今回のシルクの新しい特性にかかわる発見も、そんな偶然から見つかりました。
MIT(マサチューセッツ工科大学)の起こしたベンチャー企業では、絹(シルク)の”食品や医薬品”としての性能を調べており、定期的にシルクを食品として使う料理コンテストが行われていました。
シルクはカイコが作る天然の繊維であり、分解することで良質なタンパク源となるほかに、余分な脂肪や糖を吸着することで、生活習慣病の予防にも役立つことが知られています。
研究者のマレリ氏も、コンテストに出すシルク入りの料理の開発を行っていましたが、シルクを溶かした懸濁液に誤ってイチゴを1つ落としてしまいました。
すぐにイチゴを引き上げたものの、マレリ氏はやる気をなくしたのか、一週間ほど実験を休んでしまいました。

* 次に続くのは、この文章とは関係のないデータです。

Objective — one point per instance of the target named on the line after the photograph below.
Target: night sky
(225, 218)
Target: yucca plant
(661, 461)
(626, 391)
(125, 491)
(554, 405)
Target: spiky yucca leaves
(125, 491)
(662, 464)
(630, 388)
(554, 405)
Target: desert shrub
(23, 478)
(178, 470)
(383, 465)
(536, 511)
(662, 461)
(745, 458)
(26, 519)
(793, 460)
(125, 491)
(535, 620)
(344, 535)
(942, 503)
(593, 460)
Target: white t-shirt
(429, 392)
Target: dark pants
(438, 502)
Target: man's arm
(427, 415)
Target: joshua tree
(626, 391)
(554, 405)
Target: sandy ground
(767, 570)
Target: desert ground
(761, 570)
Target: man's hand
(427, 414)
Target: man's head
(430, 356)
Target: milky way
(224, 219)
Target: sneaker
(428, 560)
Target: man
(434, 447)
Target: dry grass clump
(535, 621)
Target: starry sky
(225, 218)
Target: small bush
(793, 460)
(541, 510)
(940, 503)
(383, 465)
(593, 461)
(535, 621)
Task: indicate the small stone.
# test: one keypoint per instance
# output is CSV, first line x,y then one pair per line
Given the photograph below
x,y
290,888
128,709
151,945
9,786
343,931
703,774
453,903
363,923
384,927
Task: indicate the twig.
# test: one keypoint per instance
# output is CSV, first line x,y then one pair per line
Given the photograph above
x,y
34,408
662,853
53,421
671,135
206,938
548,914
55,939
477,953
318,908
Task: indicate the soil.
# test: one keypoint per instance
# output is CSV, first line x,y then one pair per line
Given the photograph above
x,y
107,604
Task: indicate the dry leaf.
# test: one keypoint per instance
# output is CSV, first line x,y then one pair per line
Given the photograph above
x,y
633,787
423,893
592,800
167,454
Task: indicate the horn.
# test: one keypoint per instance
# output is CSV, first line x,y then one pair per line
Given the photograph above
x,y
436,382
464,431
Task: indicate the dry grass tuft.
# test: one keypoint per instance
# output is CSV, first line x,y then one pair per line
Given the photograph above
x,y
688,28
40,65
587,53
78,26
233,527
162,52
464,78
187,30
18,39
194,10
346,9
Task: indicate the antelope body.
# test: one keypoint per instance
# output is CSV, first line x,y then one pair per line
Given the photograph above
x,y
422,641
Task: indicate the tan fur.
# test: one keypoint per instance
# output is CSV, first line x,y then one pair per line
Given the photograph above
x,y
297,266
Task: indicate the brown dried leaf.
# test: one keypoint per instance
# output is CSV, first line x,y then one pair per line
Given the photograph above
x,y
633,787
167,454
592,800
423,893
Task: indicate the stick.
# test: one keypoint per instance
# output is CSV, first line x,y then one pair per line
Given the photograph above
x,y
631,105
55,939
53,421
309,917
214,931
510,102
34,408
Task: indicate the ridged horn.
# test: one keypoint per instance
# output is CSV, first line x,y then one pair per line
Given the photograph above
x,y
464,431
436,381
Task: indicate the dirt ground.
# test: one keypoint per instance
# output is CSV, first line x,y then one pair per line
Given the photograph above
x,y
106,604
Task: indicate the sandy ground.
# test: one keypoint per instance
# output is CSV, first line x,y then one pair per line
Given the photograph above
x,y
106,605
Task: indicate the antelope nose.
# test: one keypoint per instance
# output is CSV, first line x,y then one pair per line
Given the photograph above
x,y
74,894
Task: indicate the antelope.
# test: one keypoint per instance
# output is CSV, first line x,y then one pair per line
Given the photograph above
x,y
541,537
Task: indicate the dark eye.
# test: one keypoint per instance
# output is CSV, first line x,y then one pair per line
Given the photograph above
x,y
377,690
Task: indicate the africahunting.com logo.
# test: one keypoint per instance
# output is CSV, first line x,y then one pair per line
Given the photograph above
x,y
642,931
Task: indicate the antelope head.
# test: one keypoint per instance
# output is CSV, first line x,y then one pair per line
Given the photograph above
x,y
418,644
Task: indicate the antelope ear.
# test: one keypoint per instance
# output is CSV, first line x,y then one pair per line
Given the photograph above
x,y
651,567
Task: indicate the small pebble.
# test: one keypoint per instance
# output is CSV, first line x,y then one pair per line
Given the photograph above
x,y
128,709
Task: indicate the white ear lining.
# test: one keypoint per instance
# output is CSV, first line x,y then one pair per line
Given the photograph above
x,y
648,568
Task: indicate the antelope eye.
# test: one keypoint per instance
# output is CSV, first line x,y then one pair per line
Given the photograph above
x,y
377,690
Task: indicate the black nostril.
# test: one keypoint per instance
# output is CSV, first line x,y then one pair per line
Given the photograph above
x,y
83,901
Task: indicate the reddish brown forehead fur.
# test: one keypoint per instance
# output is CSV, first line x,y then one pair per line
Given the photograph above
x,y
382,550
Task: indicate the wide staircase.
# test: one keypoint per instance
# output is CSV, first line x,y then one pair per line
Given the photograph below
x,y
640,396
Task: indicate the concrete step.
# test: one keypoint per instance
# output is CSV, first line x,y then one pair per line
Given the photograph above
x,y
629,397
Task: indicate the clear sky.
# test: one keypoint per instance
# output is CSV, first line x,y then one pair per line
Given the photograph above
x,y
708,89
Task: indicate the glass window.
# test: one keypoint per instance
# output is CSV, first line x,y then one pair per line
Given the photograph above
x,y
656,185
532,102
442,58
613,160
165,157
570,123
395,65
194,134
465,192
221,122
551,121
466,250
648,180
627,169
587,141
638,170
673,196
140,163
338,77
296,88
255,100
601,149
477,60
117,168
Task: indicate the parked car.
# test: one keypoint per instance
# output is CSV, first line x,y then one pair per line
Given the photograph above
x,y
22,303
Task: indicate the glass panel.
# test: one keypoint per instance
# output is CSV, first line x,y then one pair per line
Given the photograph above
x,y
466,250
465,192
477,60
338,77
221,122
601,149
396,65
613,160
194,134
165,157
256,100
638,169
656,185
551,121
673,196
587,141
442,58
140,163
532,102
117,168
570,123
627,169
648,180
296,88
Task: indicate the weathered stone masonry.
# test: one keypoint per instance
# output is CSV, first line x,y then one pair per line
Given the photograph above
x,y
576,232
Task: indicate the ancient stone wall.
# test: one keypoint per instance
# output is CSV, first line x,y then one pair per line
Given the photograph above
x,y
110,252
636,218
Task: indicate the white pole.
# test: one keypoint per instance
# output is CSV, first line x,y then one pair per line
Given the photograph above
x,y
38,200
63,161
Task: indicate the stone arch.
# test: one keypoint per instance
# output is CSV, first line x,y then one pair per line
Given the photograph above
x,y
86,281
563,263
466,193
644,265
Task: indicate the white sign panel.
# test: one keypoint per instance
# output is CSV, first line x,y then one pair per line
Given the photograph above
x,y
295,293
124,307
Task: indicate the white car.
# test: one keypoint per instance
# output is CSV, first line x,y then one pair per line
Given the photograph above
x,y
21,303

ですが、このマレリ氏の行動が、思わぬ発見に繋がります。
一週間後、実験を再開しようと戻ってきたマレリ氏は、1つの新鮮なままのイチゴと、その他の腐ったイチゴを発見します。
新鮮のままだったイチゴは、誤ってシルク液に落としてコーティングがなされたものでした。
いったい、イチゴに何が起きたのでしょうか?
シルクは天然のコーティング薬になる
野菜や果物といった生きた食品をコーティングして長持ちさせる技術は、現在まで多くの研究者によって研究されています。
コーティングの一般的な役割は、生きた食品を酸素や水蒸気から「適度に遮断」し細胞呼吸を「適度に抑制」することで成し遂げられます。
そのためコーティング剤にはフィルムとしての強さと、水を拒絶する疎水性の両方が求められます。
しかしその両方の性質を持つ安全なコーティング剤はなかなかみつかりませんでした。
しかしマレリ氏による発見により、実はシルクが、この性質を完全に備えていることが明らかになりました。
シルクを構成するフィブロインと呼ばれるタンパク質は、上の図のように適度な疎水性のパーツを持ち、集まると自然に繊維を構成する性質(自己組織性)があります。
そのため適切な濃度で水に混ぜて懸濁液を作ることで、適度な通気性を持つコーティング剤にすることができるのです。